Am nächsten Tag rief mich Marina etwas verunsichert und aufgeregt an, das sich Alex, der Veranstalter bei ihr gemeldet hatte, weil er vergessen hatte ihr mitzuteilen, das sie mit dem Gewinn auch einen Startplatz bei der diesjährigen ganz besonderen Backyard WM gelöst hätte. Die diesjährige Backyard WM sollte auf Grund der weltweiten Covid19 Pandemie nicht zentral in Tennessee stattfinden, stattdessen sollten sich weltweit “Nationalmanschaften” bilden, die als 15er Teams global in ihrem Heimatland an der Backyard WM 2020 teilnehmen. Und da wäre halt noch ein Platz für sie reserviert.
Nur zwei Wochen später startete sie somit im badenwürtembergischen Kandel mit Edelhelfer* Christoph, der vor Ort supportete. (*Nachtrag: ich telefonierte eben mit Christoph und er echauffierte sich in einem Nebensatz ein wenig über den Begriff “Edelhelfer”. Er: “Das hättest du auch getan.” Ich: “ja, aber du hast es 51 Stunden getan, ich nur 32!” Er: “Du hättest es auch 76 Stunden getan!” Ich: “Und Du 98….!” So ist das wohl zwischen uns beiden.)
Keiner wusste oder konnte ahnen, wie lange Marina laufen würde, selbst sie sagte, sie wäre sicherlich nach der kurzen Zeit in der Lage die Mannschaft bis aufs Letzte zu unterstützen.
Da ich um den Support des Supporters wusste, meldete ich mich immer wieder bei Christoph. wir telefonierten, tauschten uns aus und mit jeder Runde die Marina lief, wurde unser soziales Band dicker und fester. Manchmal erzählten wir uns einfach nur dummes Zeug, er übermüdet, ich mitfiebernd aus der Fremde.

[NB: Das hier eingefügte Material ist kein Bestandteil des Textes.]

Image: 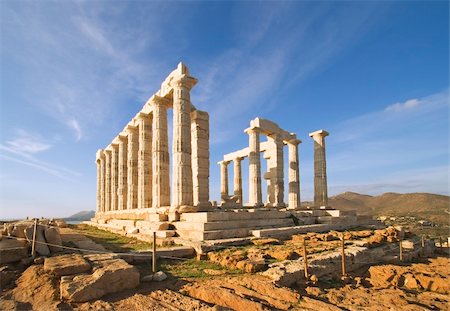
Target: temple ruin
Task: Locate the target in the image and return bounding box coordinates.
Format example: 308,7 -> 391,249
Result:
89,63 -> 380,246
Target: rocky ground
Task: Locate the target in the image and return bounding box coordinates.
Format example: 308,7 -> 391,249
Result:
0,229 -> 450,311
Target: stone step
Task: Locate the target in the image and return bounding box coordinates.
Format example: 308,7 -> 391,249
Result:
173,218 -> 295,231
251,224 -> 336,238
180,209 -> 290,223
177,228 -> 251,241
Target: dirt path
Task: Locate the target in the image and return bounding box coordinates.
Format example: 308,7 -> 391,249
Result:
60,228 -> 107,253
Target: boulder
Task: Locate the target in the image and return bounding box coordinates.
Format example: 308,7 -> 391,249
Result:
0,239 -> 28,264
60,259 -> 140,302
25,225 -> 50,256
44,254 -> 91,276
44,227 -> 62,253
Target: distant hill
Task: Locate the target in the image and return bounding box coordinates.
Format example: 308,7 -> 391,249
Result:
64,211 -> 95,221
329,192 -> 450,225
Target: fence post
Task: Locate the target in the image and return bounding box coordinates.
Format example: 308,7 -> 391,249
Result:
31,219 -> 37,258
341,232 -> 346,276
152,231 -> 156,274
303,238 -> 309,281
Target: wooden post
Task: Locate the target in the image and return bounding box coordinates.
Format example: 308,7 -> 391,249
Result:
303,239 -> 309,281
152,231 -> 156,274
31,219 -> 37,258
341,232 -> 346,276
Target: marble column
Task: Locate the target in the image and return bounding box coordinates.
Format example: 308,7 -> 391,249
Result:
95,149 -> 102,212
117,135 -> 128,210
233,158 -> 242,204
245,128 -> 263,207
191,110 -> 211,207
288,139 -> 302,209
111,144 -> 119,211
218,161 -> 230,203
127,126 -> 139,209
170,71 -> 197,210
137,113 -> 152,208
105,149 -> 111,212
309,130 -> 328,207
100,150 -> 106,212
269,135 -> 286,208
151,96 -> 170,209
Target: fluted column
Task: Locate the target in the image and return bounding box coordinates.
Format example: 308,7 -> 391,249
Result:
117,136 -> 128,210
288,139 -> 301,209
233,158 -> 242,204
309,130 -> 328,207
191,110 -> 211,207
100,150 -> 106,212
138,113 -> 152,208
111,144 -> 119,211
272,135 -> 286,207
127,126 -> 139,209
151,96 -> 170,208
219,161 -> 230,203
245,128 -> 263,207
170,69 -> 197,209
95,149 -> 103,212
105,149 -> 111,212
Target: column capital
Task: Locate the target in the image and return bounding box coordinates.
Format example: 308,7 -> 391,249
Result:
286,138 -> 302,146
244,127 -> 261,135
149,95 -> 171,107
309,130 -> 330,138
170,74 -> 198,89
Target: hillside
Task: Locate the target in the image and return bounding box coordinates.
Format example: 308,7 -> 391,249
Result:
64,211 -> 95,221
329,192 -> 450,224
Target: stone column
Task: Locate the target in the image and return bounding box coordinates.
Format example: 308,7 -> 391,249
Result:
170,70 -> 197,211
111,144 -> 119,211
138,113 -> 152,208
218,161 -> 230,203
151,96 -> 170,209
233,158 -> 242,204
95,149 -> 103,212
117,135 -> 128,210
245,128 -> 263,207
288,139 -> 302,209
105,149 -> 111,212
191,110 -> 211,207
100,150 -> 106,212
270,135 -> 286,208
309,130 -> 328,207
127,126 -> 139,209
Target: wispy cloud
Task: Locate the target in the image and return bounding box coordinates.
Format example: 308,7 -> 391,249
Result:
0,129 -> 81,180
385,98 -> 420,112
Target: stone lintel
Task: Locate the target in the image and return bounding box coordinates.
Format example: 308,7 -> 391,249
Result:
309,130 -> 330,137
246,118 -> 297,141
95,149 -> 105,162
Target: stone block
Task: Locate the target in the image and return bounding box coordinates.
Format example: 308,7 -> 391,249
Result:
0,238 -> 28,264
60,259 -> 140,302
44,254 -> 91,276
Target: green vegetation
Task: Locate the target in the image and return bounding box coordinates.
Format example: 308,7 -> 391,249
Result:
70,224 -> 152,252
159,259 -> 242,278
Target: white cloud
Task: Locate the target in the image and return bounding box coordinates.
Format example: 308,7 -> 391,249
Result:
67,119 -> 83,141
0,130 -> 52,154
385,98 -> 421,112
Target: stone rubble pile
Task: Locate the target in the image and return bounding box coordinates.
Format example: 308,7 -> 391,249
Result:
0,219 -> 66,264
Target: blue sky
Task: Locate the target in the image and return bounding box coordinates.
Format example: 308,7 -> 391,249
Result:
0,1 -> 449,218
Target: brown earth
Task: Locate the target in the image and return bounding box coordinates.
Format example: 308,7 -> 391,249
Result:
0,228 -> 450,311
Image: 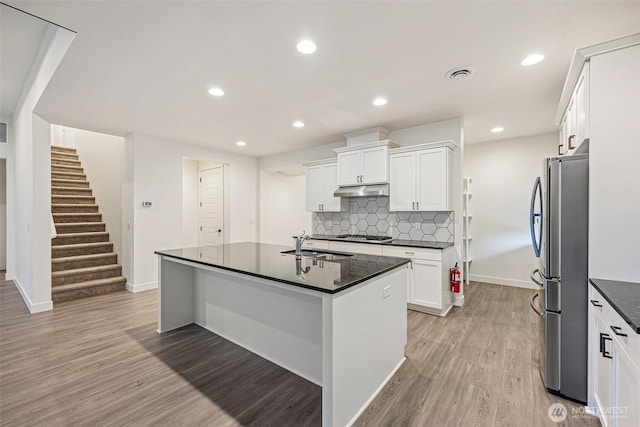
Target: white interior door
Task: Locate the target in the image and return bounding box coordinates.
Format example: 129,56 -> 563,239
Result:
198,166 -> 224,246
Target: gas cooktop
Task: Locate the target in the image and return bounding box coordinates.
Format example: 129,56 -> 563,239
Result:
336,234 -> 393,242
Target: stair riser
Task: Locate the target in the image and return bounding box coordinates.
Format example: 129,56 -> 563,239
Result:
51,165 -> 84,174
56,222 -> 106,234
51,281 -> 126,302
51,178 -> 89,188
51,243 -> 113,258
51,205 -> 98,213
51,266 -> 122,286
51,158 -> 82,168
51,171 -> 87,181
51,254 -> 118,271
51,187 -> 93,196
51,195 -> 96,205
53,213 -> 102,225
51,233 -> 109,246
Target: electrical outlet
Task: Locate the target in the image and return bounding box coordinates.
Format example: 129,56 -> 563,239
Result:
382,286 -> 391,299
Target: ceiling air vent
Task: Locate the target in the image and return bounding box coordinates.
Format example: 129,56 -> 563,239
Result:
445,67 -> 473,80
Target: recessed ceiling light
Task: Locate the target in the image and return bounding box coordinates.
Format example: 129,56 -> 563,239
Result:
520,53 -> 544,66
373,98 -> 387,106
444,67 -> 473,80
209,87 -> 224,96
297,40 -> 316,54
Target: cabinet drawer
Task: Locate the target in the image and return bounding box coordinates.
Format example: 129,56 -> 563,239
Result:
302,240 -> 329,249
382,246 -> 442,261
329,241 -> 382,256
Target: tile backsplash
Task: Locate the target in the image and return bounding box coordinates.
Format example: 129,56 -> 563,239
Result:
312,197 -> 454,243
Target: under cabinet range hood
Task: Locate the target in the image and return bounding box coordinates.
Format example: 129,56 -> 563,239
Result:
333,184 -> 389,197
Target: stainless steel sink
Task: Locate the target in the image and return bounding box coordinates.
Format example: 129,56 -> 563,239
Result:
280,249 -> 353,261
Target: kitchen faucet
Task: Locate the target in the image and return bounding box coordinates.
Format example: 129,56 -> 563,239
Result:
293,230 -> 309,259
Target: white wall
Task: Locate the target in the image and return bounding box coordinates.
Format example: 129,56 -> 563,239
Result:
464,133 -> 558,288
260,171 -> 311,246
7,26 -> 75,313
589,46 -> 640,282
51,125 -> 127,261
0,159 -> 7,270
127,134 -> 258,292
182,159 -> 200,248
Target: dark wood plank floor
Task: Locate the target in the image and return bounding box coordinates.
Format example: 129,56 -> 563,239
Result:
0,281 -> 598,426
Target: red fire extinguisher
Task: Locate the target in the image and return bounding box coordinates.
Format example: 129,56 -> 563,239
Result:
449,262 -> 460,294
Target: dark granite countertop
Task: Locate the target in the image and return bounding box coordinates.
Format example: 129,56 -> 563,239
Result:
589,279 -> 640,334
309,234 -> 453,249
155,242 -> 409,294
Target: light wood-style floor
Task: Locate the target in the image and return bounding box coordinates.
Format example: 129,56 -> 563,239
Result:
0,281 -> 598,427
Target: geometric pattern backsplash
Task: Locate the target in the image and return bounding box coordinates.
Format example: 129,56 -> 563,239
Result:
312,197 -> 455,243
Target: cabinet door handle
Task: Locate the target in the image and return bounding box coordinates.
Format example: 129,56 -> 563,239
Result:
600,333 -> 613,359
611,326 -> 627,337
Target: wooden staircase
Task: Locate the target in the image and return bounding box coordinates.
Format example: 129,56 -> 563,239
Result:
51,147 -> 127,301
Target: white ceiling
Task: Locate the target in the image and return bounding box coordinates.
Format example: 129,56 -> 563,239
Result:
0,5 -> 51,120
3,1 -> 640,156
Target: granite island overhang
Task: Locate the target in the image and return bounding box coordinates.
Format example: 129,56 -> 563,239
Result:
156,242 -> 409,427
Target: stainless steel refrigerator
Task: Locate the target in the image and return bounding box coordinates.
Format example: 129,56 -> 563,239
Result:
530,154 -> 589,403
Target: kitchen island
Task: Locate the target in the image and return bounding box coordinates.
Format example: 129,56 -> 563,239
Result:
156,242 -> 409,427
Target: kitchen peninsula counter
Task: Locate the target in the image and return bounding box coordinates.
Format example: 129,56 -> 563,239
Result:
156,242 -> 409,427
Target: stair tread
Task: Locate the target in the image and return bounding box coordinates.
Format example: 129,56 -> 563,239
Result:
51,276 -> 127,294
54,242 -> 113,250
51,252 -> 117,264
56,232 -> 109,239
51,264 -> 122,278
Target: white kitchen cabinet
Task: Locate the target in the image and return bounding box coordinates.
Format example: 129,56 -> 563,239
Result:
334,140 -> 398,186
305,161 -> 349,212
589,285 -> 640,427
389,141 -> 455,212
558,62 -> 589,155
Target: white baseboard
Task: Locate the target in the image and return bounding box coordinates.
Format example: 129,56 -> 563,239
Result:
347,357 -> 407,427
127,282 -> 158,294
11,276 -> 53,314
469,274 -> 539,289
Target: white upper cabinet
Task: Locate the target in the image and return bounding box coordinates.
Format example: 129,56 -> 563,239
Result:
558,62 -> 589,155
389,143 -> 454,212
334,140 -> 397,186
305,162 -> 349,212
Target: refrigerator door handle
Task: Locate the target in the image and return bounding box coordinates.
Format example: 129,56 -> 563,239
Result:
529,268 -> 544,289
529,292 -> 547,319
529,177 -> 543,258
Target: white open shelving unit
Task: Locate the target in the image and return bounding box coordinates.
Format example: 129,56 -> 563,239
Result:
462,178 -> 473,285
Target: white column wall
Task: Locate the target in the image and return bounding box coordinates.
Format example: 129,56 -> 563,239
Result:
464,133 -> 558,289
7,27 -> 75,313
127,134 -> 258,292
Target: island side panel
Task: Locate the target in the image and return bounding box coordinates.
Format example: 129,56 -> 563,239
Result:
322,266 -> 407,427
195,269 -> 322,385
158,255 -> 195,333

Da schon so viel zu dieser verrückten vielleicht einmaligen Backyard Satelliten Situation geschrieben und gesagt wurde, erkläre ich den noch wenigen Unwissenden, das Marina das Ding mit 51h und 341km nach Hause gelaufen ist und diesen Backyard als deutsches Teammitglied gefinisht hat.
Ich bekomme immer noch kalte Hände, während ich das schreibe. Obwohl ich Null Kilometer gelaufen bin, waren es die aufregendsten und aufwühlendsten Laufgeschichten mindestens dieses Jahres für mich.
Aufregend und mit deutlich mehr Kilomtern ging es für mich weiter: Ich bin letztlich meinen 10.000ten Streak Kilomter gelaufen. Damit bedeutet es mindestens 10km an einem Tag im Durchschnitt zu laufen und versuche es so weiter. Warum? Keine Ahnung, es ist so gekommen und ich fühle mich sehr wohl dabei.
Das ist schon mehr als verrückt: angefangen aus einer Laune heraus, bin ich mittlerweile bei etwas über 900 Tagen, die täglich laufe. Mal laufe ich die Meile, mal deutlich mehr – so wie gerade kommt. Es tut mir gut, mich gerade in Covid Zeiten an etwas stabiles zu halten und den abgesagten Wettkämpfen nicht hinterher zu trauern.
Ich habe ja schon so manches zum Streaken hier in meinem Blog geschrieben, da möchte ich es auch dabei belassen. Ich bin einfach nur stolz und glücklich, das ich es geschafft habe, so weit und so viele Tage zu laufen ohne jegliche Verletzungen, Ausfälle oder gesundheitliche Einschränkungen. Bei Schnupfen läuft man die Meile, bei Husten auch. Bei allen anderen Wehwehchen muss man selbst entscheiden, wie weit man gehen will.
Wer hier mit gehobenem Finger sagt, ich hätte keinen Respekt vor meiner Gesundheit, dem möchte ich mitgeben, das der geneigte Streaker vermutlich mehr darauf achtet, das er auch morgen noch seine Runde drehen kann. Streak und Karantäne zum Beispiel kreisen zudem in meinem Kopf. Denn nur einen Tag pausieren, dreht das Rad wieder auf Null. Das wäre nicht schlimm, aber jammer schade. Und das wollen wir doch nicht…!
Allen Neu Streaker*innen, die jetzt in der zweiten Welle angefangen sind, wünsche ich viel Erfolg. Setzt euch nicht unter Druck, denkt immer nur an den nächsten Tag und nicht an irgendwelche Erfolgs Stories. Es ist nur laufen – und mit der Zeit werdet Ihr merken, das es gar nicht so recht ums laufen geht sondern um alles andere.
Das also ist der Status Quo. Es ist viel passiert, es passiert viel und es wird nicht langweilig. Ich versuche mich so gut wie es geht aus dem Schlamassel da draußen fern zu halten und bleibe fröhlich.